JDO/JPA : Lack of support for many methods and operators in JDOQL/JPQL
GAE/J only supports a relatively small subset of the available methods and operators of JDOQL/JPQL. This is due to the underlying datastore not supporting certain capabilities in its queryability. The problem is that this gives the impression that JDOQL/JPQL are somehow weak. What would make way more sense would be to evaluate all that is evaluatable in the datastore, and then have a flag set while compiling for whether the query contains any feature that the datastore query cannot handle and, if so, run the DataNucleus in-memory query evaluator on the resultant instances. This would provide a transparent interface to JDOQL/JPQL and mean that people don’t have to have build some custom queries just to get around GAE/J shortcomings.
JDO : No support for input candidate collection for JDOQL
GAE/J does not support inputting a candidate collection and query over that collection. This is a trivial thing to support, particular since the code necessary to do it was contributed some time ago, yet isn’t in the current plugin.
JDO : pm.getExtent doesn’t handle subclasses
The current pm.getExtent() implementation in GAE/J doesn’t support the subclasses flag. The root cause is that the underlying datastore doesn’t support a single query to retrieve a class and its subclasses. The simple solution would be to run “n” queries on the datastore, one for each of the possible subclass types, and merge the results.

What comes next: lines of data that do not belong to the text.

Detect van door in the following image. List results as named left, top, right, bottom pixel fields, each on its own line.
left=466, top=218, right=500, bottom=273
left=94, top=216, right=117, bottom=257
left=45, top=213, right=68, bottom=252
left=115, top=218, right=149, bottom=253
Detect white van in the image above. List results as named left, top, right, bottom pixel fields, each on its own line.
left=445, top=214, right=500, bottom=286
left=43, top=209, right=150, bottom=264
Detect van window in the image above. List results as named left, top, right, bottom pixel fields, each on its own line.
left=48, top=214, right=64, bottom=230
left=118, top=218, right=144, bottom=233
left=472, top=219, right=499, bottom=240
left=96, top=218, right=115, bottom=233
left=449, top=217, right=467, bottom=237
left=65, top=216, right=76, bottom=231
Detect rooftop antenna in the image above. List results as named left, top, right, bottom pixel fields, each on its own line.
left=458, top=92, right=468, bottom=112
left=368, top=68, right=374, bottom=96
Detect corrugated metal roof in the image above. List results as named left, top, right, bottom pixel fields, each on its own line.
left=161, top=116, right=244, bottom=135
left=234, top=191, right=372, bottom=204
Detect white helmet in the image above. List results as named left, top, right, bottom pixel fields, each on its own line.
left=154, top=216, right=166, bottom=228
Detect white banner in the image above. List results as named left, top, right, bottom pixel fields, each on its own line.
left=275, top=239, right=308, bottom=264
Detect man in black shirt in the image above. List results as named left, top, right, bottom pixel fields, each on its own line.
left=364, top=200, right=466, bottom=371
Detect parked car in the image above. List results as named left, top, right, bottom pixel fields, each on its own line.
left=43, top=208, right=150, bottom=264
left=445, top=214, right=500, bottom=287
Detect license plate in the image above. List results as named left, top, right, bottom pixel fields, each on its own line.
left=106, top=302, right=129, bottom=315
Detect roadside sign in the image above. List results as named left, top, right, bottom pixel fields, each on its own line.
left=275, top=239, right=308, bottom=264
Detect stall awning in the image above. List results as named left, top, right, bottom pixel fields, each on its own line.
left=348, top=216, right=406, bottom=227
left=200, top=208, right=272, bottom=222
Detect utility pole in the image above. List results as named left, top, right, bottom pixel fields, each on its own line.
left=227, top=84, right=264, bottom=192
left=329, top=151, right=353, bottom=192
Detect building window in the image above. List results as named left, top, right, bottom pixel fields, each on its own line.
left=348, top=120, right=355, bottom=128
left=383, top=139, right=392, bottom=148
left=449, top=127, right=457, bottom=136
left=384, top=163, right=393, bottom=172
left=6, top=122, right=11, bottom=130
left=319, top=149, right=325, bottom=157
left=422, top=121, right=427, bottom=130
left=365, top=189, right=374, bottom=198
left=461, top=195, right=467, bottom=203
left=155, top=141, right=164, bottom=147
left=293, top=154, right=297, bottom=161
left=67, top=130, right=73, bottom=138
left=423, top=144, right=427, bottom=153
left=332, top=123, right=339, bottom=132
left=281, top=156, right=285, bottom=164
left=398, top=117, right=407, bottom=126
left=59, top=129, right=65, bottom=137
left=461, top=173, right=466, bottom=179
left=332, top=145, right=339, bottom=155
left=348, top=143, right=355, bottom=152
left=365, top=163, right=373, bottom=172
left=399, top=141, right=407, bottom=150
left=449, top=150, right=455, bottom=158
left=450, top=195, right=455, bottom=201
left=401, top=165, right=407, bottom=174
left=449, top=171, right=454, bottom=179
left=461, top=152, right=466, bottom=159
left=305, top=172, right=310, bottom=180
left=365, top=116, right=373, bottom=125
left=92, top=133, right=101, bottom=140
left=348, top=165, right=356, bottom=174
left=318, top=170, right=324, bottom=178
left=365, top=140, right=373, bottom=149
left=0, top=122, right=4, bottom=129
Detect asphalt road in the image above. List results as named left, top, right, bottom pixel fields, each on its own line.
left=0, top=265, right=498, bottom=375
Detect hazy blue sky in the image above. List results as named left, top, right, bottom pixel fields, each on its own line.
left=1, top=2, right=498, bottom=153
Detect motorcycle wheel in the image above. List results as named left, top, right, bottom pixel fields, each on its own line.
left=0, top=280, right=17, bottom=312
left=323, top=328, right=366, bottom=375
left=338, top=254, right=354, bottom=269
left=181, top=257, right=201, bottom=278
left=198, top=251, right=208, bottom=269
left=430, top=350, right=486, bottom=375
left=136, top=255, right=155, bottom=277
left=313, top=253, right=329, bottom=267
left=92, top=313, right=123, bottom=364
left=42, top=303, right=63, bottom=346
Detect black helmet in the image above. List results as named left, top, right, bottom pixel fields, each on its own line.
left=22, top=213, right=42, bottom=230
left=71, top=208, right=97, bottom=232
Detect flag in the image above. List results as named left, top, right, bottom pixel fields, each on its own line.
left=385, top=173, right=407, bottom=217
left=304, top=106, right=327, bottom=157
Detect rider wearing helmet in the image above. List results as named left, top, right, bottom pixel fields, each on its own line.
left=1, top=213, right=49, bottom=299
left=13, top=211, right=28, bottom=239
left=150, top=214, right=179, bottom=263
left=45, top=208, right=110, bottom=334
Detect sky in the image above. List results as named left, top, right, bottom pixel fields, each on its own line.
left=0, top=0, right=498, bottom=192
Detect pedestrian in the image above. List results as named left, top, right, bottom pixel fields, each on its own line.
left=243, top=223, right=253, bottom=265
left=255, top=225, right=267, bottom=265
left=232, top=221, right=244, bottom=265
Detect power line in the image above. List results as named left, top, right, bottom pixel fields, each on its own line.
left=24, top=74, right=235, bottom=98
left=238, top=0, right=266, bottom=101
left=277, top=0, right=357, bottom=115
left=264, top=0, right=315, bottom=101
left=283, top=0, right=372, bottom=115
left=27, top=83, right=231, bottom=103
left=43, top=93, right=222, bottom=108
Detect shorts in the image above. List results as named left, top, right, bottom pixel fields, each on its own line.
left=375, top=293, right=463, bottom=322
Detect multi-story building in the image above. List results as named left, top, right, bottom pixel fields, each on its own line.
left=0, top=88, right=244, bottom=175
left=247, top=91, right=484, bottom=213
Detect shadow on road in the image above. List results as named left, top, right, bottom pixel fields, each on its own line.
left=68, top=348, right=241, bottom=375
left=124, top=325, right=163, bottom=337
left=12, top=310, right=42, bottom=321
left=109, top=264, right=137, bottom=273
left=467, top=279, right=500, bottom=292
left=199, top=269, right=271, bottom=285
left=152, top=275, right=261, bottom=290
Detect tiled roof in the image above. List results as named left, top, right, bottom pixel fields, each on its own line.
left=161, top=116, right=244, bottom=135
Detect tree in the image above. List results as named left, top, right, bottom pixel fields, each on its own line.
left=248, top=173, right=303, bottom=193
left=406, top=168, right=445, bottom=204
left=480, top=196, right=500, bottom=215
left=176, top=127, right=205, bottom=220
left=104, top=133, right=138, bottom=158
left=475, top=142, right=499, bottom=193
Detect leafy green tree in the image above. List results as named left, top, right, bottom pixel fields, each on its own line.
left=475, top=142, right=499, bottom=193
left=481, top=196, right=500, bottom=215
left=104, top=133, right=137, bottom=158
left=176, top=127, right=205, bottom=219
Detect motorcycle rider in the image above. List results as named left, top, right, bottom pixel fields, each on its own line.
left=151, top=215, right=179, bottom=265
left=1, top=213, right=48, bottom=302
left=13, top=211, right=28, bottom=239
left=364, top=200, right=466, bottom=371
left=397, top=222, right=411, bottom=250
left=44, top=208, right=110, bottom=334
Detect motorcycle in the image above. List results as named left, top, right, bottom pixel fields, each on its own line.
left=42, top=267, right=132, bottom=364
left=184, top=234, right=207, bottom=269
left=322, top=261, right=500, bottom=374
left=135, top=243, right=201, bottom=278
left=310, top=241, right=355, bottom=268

This would be simple to do and implement, and would provide correct JDO behaviour so users don’t see any shortcoming.
JDO/JPA : exposing Google-specific id classes
With GAE/J there is some flexibility on what is allowable as a PK field; Long, String, and “Key”. The first two are standard classes and standard JDO. The latter is environment specific. Firstly GAE/J ought to allow short/int/Short/Integer/long for true JDO/JPA operation so that users see no difference. Secondly, the “id” exposed to the user should be a JDO or JPA id and should be portable. When we implemented support for persisting to db4o we didn’t expose db4o’s id, instead wrapping it internally, so the user has no unexpected classes popping up that prevent their migration elsewhere later on.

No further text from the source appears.